I proved to myself that I could ride my bike quite a distance, race and ride home. Certainly enough to make you tired but somehow I found a way to keep going. I dug into that philosophy that keeps me going through stage races and it seemed to work. Definitely a big mental game. You have to mentally prepare yourself for something like this, in my eyes, more than you have to physically. Without that feats like this are not possible.

This was my own personal stage race and I proved to myself it is possible without having some organized 'event' to get me to ride multiple days in a row. It also felt damn cool to arrive at an event on the mode of transportation and compete with said mode. Especially when the only thing that really difference in the mode of transportation is attached bags.

I am looking forward to doing this again this coming weekend with Darkhorse Cycle's SingleSpeed-A-Palooza in southern NY. Especially knowing that I am not going to touch my bike upon showing up. All I plan on doing is removing my bags and bolting on my water bottle cages.

Run What-cha Brung

Sunday, April 22, 2012

next stop: Wrentham, MA

With back to back weekends away from home riding and then a few days falling off the horse from writing here I accumulate a back-log and then interesting thoughts I have fade away into the abyss.

As a result, this may be shorter in words than I originally anticipated yet some of you might like that.

A week ago yesterday I set off for my first official "Ride my bike to my race. Race. Ride home." It would be a tad over 100miles out to Wrentham MA to Thom's house. Then we'd do a 70mile race around Boston. The third day I would ride the 100 or so miles home. All in all, it was a great success and the testing I have done paid off.

My route, which included about 50 miles offroad:
View Home to Thom in a larger map
The Airline Rail Trail in Eastern CT
The good news is this was a success. I made it out there without destroying myself that Saturday. I felt a consistent level of energy racing on Sunday. The ride home on Monday started out sluggish but after 25 miles I finally got my legs back in me and even had some energy to run some errands on the way home.
 The new bridge installed on the rail trail in Andover CT. More on that soon.
Willimantic CT, about 40miles in
The ride out to Mass was fairly uneventful. The 29x1.9 tires and 61.6inch gear (34x16) were a good choice. The rail trail was both a good thing and a bad thing. The good was that it leveled out the mountainous area of Eastern CT. The bad thing was that I spent a lot of time seated. Something I typically don't do when riding my singlespeed.

The ride to Willimantic I've done many times. Willimantic north I've never ridden so I was in exploring mode. The trail went from being very sandy and rocky to nice and smooth to very muddy and rutted out from trucks and ATVs.

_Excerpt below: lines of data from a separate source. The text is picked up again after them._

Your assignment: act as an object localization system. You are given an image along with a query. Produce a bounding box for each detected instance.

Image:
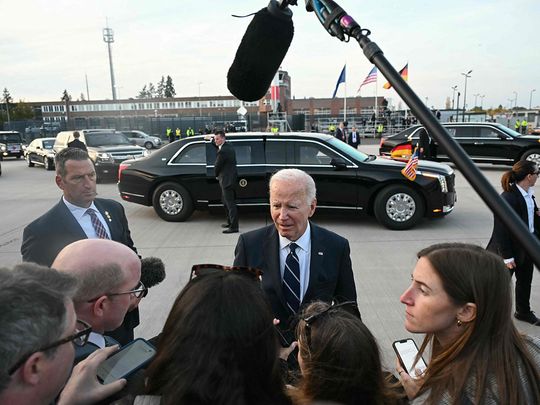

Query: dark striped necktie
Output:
[86,208,109,239]
[283,242,300,314]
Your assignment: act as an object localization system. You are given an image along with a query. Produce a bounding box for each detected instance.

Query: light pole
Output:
[452,86,457,110]
[462,69,472,121]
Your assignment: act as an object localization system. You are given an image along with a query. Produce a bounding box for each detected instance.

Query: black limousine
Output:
[118,133,456,229]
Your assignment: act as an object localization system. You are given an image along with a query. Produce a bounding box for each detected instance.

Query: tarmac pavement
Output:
[0,144,540,369]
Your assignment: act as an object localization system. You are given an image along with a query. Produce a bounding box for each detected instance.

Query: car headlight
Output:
[416,171,448,193]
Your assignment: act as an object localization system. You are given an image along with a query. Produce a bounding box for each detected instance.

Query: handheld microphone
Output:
[227,0,294,101]
[141,257,165,288]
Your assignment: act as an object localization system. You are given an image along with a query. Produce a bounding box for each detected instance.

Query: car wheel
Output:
[521,149,540,166]
[43,158,53,170]
[373,184,425,230]
[152,183,193,222]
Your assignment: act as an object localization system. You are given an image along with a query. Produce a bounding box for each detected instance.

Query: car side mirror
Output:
[330,158,347,170]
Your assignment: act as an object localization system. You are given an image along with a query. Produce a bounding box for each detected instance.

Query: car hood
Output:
[366,157,454,175]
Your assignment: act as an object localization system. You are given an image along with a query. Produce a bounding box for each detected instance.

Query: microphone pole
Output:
[306,0,540,269]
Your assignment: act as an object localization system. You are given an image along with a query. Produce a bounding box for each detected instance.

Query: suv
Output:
[120,130,161,149]
[379,122,540,165]
[118,132,456,229]
[53,129,147,181]
[0,131,24,160]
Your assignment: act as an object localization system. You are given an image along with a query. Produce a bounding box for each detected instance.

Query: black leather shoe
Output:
[223,228,238,233]
[514,311,540,326]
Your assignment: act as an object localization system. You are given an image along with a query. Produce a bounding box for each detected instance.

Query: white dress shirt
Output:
[278,222,311,302]
[62,197,112,239]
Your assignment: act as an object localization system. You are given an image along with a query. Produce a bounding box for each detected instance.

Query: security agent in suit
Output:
[68,131,88,152]
[214,131,238,233]
[487,160,540,326]
[347,127,360,149]
[21,148,139,344]
[234,169,356,343]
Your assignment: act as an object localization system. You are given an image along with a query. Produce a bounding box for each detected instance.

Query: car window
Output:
[265,141,287,164]
[297,142,338,166]
[172,143,206,164]
[480,128,500,139]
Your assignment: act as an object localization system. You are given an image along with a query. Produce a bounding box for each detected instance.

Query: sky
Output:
[0,0,540,108]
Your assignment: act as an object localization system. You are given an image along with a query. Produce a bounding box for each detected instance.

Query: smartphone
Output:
[97,338,156,384]
[392,339,427,378]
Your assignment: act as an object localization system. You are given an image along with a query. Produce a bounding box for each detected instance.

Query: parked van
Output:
[0,131,24,159]
[53,129,148,181]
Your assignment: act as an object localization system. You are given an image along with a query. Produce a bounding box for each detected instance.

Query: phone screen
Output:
[392,339,427,378]
[97,339,156,384]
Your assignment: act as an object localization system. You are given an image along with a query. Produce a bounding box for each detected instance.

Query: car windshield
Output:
[84,132,131,146]
[43,139,54,149]
[0,134,21,143]
[328,138,369,162]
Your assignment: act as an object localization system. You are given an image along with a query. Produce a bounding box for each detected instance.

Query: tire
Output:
[152,183,193,222]
[521,149,540,166]
[373,184,425,230]
[43,158,54,170]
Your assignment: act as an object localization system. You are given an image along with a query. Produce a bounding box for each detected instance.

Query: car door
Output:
[294,140,358,210]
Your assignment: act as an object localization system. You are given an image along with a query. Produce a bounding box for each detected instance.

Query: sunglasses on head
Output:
[189,264,263,281]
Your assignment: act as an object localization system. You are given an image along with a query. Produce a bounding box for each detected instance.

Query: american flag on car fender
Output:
[401,148,418,181]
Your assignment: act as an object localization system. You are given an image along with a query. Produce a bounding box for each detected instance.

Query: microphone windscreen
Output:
[141,257,165,288]
[227,8,294,101]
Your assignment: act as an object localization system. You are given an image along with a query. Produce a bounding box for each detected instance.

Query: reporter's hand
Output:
[58,345,127,405]
[396,360,420,399]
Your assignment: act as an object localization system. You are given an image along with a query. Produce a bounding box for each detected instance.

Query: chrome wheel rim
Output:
[159,190,184,215]
[386,193,416,222]
[527,153,540,165]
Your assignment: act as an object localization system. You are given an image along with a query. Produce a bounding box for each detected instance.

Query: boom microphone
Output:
[141,257,165,288]
[227,0,296,101]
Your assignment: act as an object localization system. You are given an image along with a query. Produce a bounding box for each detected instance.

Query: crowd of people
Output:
[0,142,540,405]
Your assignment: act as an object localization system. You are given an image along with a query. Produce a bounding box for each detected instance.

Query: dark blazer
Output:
[234,223,356,326]
[214,142,238,188]
[486,184,540,267]
[68,138,88,151]
[347,131,360,148]
[21,198,137,266]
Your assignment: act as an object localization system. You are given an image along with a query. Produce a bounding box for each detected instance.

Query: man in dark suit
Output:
[234,169,356,341]
[487,160,540,326]
[214,131,238,233]
[347,127,360,149]
[68,131,88,151]
[21,148,139,344]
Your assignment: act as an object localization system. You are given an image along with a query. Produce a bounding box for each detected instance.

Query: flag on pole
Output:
[357,66,377,93]
[332,64,347,98]
[401,147,418,181]
[383,62,409,90]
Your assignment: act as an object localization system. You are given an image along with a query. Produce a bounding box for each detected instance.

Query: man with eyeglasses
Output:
[21,148,139,344]
[0,263,126,405]
[52,239,146,361]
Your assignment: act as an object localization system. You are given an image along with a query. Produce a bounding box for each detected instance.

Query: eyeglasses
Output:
[189,264,263,281]
[303,301,359,347]
[8,319,92,375]
[86,281,148,302]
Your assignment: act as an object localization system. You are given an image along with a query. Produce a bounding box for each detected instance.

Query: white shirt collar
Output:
[278,221,311,252]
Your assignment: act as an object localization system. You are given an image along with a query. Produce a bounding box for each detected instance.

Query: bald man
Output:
[52,239,146,360]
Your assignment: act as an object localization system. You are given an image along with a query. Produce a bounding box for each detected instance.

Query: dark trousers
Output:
[510,259,534,315]
[221,187,238,229]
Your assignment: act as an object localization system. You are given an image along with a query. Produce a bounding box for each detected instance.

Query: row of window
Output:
[41,99,258,113]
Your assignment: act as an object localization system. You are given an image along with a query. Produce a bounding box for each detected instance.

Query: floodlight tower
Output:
[103,24,116,100]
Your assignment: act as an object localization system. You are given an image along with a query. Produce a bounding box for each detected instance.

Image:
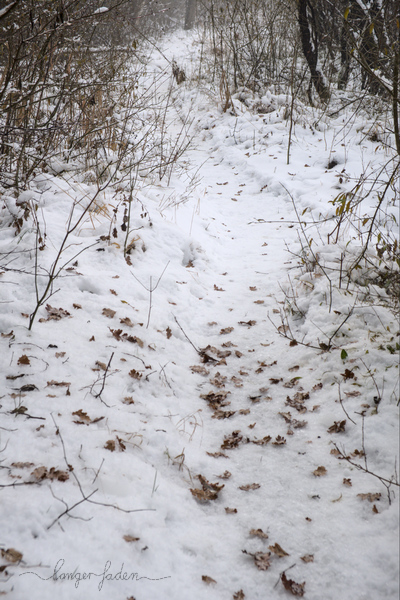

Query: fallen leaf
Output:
[0,548,23,563]
[251,435,272,446]
[201,575,217,585]
[242,550,271,571]
[357,492,382,502]
[117,436,126,452]
[221,430,243,450]
[313,467,328,477]
[328,419,346,433]
[119,317,133,327]
[129,369,143,380]
[200,391,230,410]
[219,327,234,335]
[96,360,107,371]
[190,488,218,502]
[250,529,268,540]
[72,409,92,423]
[231,375,243,387]
[344,390,361,398]
[47,379,71,387]
[19,383,38,392]
[239,483,261,492]
[1,329,14,338]
[281,573,306,596]
[31,467,69,481]
[211,409,236,419]
[272,435,286,446]
[39,304,71,323]
[123,396,135,404]
[268,544,290,558]
[123,535,140,543]
[300,554,314,562]
[190,365,210,375]
[340,369,357,381]
[206,452,229,458]
[104,440,115,452]
[17,354,31,365]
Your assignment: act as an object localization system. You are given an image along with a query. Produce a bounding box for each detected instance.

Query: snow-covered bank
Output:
[0,29,399,600]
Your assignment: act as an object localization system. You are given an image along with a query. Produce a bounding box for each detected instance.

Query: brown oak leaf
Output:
[281,573,306,596]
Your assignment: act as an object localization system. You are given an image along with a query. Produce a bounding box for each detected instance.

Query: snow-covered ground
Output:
[0,33,399,600]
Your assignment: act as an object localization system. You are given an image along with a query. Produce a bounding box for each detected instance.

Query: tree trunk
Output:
[184,0,196,31]
[298,0,329,102]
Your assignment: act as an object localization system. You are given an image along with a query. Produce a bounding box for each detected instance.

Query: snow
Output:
[0,32,399,600]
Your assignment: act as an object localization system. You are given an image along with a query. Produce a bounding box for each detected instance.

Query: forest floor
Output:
[0,33,399,600]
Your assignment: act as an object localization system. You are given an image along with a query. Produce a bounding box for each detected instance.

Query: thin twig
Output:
[338,383,357,425]
[94,352,114,408]
[173,315,201,354]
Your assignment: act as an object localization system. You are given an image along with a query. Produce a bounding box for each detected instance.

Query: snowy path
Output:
[0,30,398,600]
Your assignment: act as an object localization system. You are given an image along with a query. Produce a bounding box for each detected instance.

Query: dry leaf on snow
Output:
[129,369,143,380]
[272,435,286,446]
[39,304,71,323]
[211,409,236,419]
[242,550,271,571]
[313,467,328,477]
[268,544,290,558]
[201,575,217,585]
[281,573,306,596]
[249,436,272,446]
[219,327,234,335]
[328,419,346,433]
[0,548,23,563]
[17,354,31,365]
[47,379,71,387]
[250,529,268,540]
[190,365,210,375]
[104,440,115,452]
[31,467,69,481]
[206,452,229,458]
[123,535,140,543]
[239,483,261,492]
[221,430,243,450]
[119,317,133,327]
[357,492,382,502]
[300,554,314,562]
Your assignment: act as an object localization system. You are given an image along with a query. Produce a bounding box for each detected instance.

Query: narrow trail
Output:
[0,32,398,600]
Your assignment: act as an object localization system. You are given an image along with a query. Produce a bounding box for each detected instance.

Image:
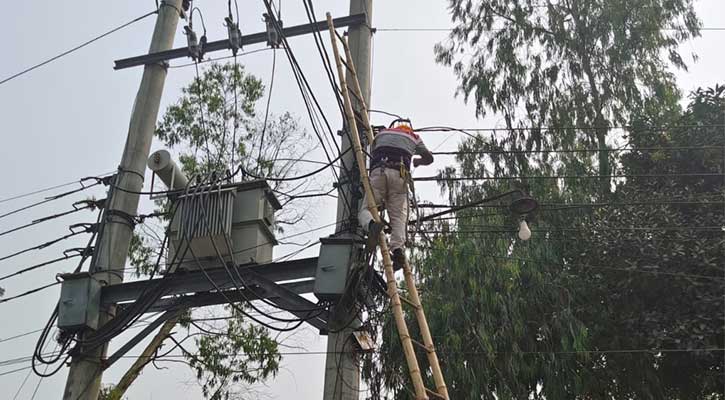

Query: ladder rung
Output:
[425,388,446,399]
[410,338,435,353]
[335,29,347,43]
[398,296,420,309]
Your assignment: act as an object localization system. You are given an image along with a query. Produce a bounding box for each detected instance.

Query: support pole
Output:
[63,0,181,400]
[323,0,373,400]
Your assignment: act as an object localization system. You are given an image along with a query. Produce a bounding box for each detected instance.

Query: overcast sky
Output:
[0,0,725,400]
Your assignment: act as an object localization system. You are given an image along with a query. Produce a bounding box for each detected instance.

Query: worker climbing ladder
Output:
[327,13,449,400]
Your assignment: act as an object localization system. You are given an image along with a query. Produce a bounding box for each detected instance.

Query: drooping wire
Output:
[0,201,99,236]
[0,10,158,85]
[257,49,277,172]
[0,177,104,219]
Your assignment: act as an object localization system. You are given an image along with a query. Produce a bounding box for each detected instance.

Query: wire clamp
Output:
[262,13,283,49]
[224,17,242,56]
[68,222,98,234]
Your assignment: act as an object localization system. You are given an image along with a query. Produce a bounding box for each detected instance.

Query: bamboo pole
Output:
[341,25,449,400]
[327,13,428,400]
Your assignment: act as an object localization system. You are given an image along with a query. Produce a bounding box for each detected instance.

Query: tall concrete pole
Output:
[323,0,373,400]
[63,0,182,400]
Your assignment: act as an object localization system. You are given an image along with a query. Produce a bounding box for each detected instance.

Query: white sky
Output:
[0,0,725,400]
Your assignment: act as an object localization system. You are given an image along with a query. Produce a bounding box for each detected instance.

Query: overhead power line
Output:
[374,27,725,32]
[0,282,60,303]
[415,124,725,135]
[0,329,43,343]
[0,171,115,204]
[413,172,725,182]
[169,47,274,68]
[0,10,157,85]
[418,199,725,211]
[432,146,723,155]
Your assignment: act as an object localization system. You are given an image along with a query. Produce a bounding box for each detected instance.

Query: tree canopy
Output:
[435,0,700,193]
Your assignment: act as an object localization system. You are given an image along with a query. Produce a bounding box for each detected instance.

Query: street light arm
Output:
[409,189,526,224]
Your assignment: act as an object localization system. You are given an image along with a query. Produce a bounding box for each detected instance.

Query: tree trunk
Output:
[109,317,179,400]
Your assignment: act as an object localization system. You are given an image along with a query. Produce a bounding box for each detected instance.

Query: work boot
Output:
[365,221,383,252]
[392,249,405,271]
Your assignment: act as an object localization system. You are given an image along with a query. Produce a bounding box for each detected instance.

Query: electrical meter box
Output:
[58,272,101,332]
[313,237,362,300]
[168,180,282,270]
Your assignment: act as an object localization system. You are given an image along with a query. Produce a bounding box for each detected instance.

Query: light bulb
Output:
[519,219,531,240]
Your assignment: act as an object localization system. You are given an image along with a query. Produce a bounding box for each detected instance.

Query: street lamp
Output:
[411,189,539,240]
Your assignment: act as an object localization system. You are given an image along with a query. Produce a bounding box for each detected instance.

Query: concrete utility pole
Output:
[63,0,182,400]
[323,0,373,400]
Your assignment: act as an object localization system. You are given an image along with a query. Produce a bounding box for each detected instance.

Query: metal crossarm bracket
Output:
[113,14,365,69]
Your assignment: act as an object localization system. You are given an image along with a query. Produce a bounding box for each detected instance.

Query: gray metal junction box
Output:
[58,272,101,332]
[168,180,282,270]
[313,237,363,300]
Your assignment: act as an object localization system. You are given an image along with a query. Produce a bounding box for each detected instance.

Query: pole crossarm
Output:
[139,280,315,313]
[101,257,317,304]
[113,14,365,70]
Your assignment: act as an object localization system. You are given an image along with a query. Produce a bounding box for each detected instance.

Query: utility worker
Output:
[358,120,433,270]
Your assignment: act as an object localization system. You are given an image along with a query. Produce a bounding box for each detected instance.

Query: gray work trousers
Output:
[358,167,408,251]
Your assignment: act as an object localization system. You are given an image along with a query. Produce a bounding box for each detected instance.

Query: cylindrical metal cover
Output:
[148,150,189,190]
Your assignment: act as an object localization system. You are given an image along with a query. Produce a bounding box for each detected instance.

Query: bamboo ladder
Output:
[327,13,449,400]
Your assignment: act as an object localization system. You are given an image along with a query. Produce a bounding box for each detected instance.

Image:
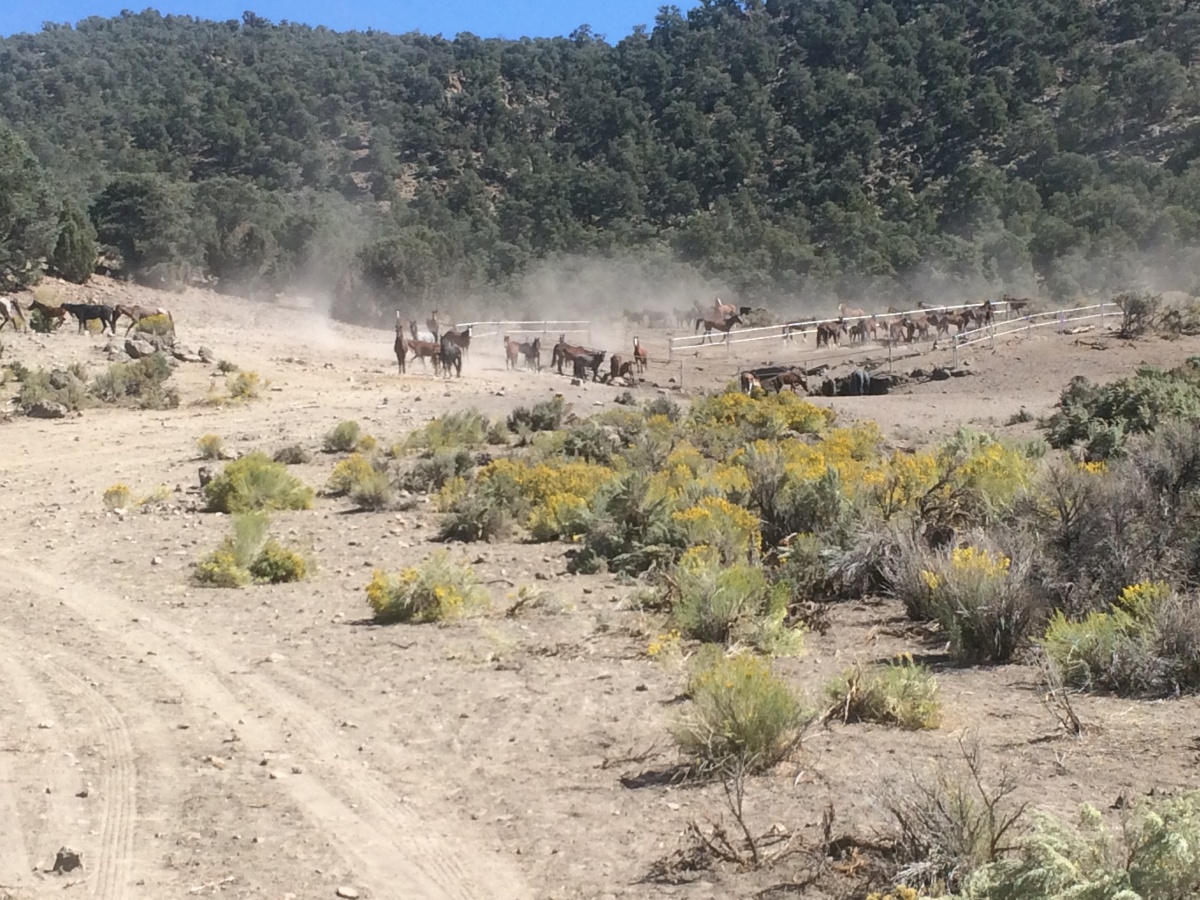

Old converted rail station in Pomfret CT.

Around 1pm, with a few miles left on the rail trail, I was getting hungry so I stopped in Pomfret for a big caesar chicken salad. An hour later I was back on the bike pedaling north to Putnam CT. In Putnam I hopped on Rt44 and headed east to RI and then meandered north to Mass and into Wrentham.
 Putnam CT (end of the rail trail)

I did managed to find some singletrack along the rail trail :)

9.5hours after leaving my home, I arrived at Thom's. Ate half a pizza, took a shower and then took a nap. 2hours later I awoke and we went over to his family's farm for a few drinks and some live music.